A good example is the effort it took Muller to work out some findings about the gene. When he joined Thomas H. Morgan’s laboratory in 1912, the gene was just an abstract idea. Its chemistry was unknown. Morgan had just found that there were genes associated with sex and that genes were associated with chromosomes in the cell. 

In 1913 Morgan’s student Alfred H. Sturtevant showed those genes could be mapped. In 1915 Morgan’s student Calvin B. Bridges showed cell division could be imperfect and an extra or missing chromosome may be present in a fertilized egg. Go fast forward about 50 years and in humans that explained why some children have Down syndrome (with three instead of two chromosomes for number 21 of 23 pairs of chromosomes). 

Muller took 15 more years after joining Morgan’s laboratory before he worked out genetic stocks to do an experiment that showed X-rays induce mutations. That did not make many people in the health industries happy because most of the mutations induced by X-rays had harmful effects (loss of function). 

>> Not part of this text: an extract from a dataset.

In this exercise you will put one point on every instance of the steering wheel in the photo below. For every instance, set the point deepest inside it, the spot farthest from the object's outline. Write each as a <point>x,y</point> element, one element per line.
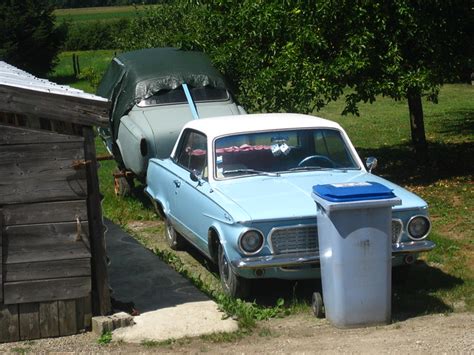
<point>317,157</point>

After Hiroshima and Nagasaki, Muller’s findings interpreted cell death from broken chromosomes by high doses of radiation created radiation sickness in tens of thousands of people who lived in Hiroshima and Nagasaki when our atomic bombs exploded. During the Cold War, many legislators felt that concern over radiation exposure was a Communist plot to delay development of nuclear weapons and the need to test them in the atmosphere, at sea or on land. Muller tried to strike a balance between political fears and the need for radiation protection. 

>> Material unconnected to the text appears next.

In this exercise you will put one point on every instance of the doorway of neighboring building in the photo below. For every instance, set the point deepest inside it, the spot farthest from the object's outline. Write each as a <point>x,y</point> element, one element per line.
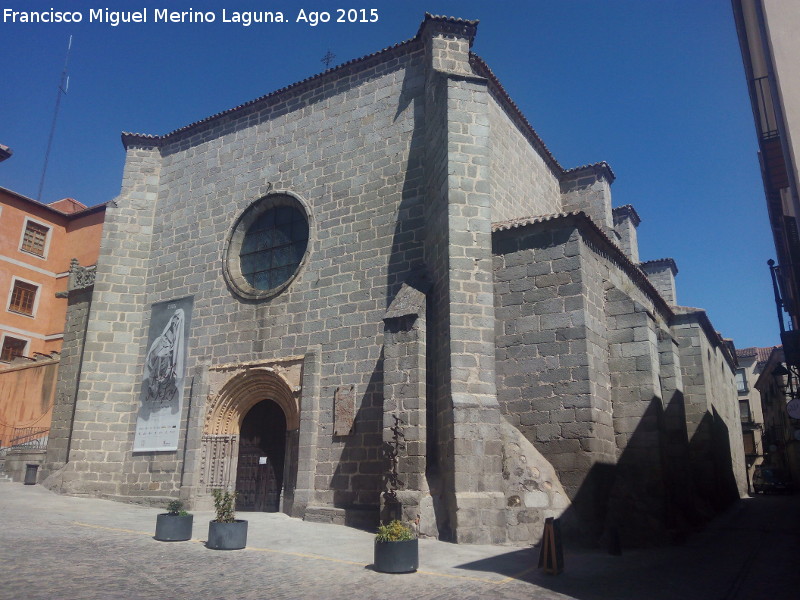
<point>262,450</point>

The debate over consequences of low doses versus high doses of radiation exposure is still ongoing. The values of military needs for new or renewed weapons dominate concerns over low dose exposure. Those in the nuclear reactor industries feel the permissible doses add expenses that are not necessary because they feel no mutations are produced at low doses. 

The overwhelming number of experiments done to test radiation exposure is that it is proportional to dose or linear for thousands of roentgens to fractions of a roentgen. The experiments are difficult to do with low doses in mice or fruit flies. Fortunately, most dentists give a lead apron to patients before doing X-rays, and newer X-ray machines give a much lower dose to get even sharper images with better X-ray machines. Fortunately, most health providers protect themselves and their staff from exposure to X-rays and do not have to be in the same room with the patient. 

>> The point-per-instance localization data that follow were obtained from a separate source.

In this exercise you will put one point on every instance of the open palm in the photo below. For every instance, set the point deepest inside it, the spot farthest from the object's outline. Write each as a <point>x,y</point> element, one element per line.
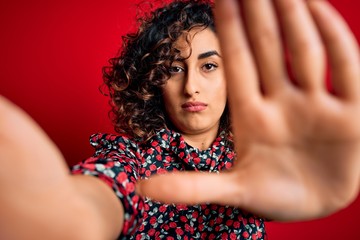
<point>297,144</point>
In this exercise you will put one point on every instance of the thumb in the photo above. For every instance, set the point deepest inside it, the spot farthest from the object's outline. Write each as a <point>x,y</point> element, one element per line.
<point>189,188</point>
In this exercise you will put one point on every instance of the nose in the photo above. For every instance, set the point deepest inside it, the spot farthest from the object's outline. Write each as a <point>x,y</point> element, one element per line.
<point>191,83</point>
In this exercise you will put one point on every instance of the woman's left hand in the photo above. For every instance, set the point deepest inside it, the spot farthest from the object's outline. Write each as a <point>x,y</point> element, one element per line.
<point>297,144</point>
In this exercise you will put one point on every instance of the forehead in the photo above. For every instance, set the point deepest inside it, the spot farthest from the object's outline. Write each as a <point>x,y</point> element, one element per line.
<point>199,40</point>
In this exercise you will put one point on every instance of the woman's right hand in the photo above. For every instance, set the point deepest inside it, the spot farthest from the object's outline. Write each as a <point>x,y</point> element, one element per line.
<point>39,198</point>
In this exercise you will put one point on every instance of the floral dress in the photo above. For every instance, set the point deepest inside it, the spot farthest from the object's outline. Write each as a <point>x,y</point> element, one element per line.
<point>120,161</point>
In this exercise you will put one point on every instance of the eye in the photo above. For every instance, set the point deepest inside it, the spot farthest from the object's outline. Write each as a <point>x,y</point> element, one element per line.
<point>209,67</point>
<point>175,69</point>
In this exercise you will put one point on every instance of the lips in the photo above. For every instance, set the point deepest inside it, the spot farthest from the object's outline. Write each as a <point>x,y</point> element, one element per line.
<point>194,106</point>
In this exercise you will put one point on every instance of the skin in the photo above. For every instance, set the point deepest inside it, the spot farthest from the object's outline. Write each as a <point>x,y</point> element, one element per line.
<point>197,77</point>
<point>298,146</point>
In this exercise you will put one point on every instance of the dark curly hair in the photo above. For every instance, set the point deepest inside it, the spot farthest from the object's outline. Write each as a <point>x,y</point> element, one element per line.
<point>135,77</point>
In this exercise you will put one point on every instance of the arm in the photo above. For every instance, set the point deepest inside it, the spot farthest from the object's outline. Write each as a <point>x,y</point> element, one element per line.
<point>298,145</point>
<point>39,198</point>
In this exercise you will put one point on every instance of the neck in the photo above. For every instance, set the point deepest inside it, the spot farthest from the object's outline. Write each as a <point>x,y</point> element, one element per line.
<point>201,141</point>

Basic science provides knowledge we may not want to know. But it also provides knowledge we can use to protect ourselves. It is not usually the scientists who make these findings who prevail in how science is received or used by the public. The winning of the facts is often a struggle that may be ongoing for years or decades before consensus occurs.

Elof Axel Carlson is a distinguished teaching professor emeritus in the Department of Biochemistry and Cell Biology at Stony Brook University.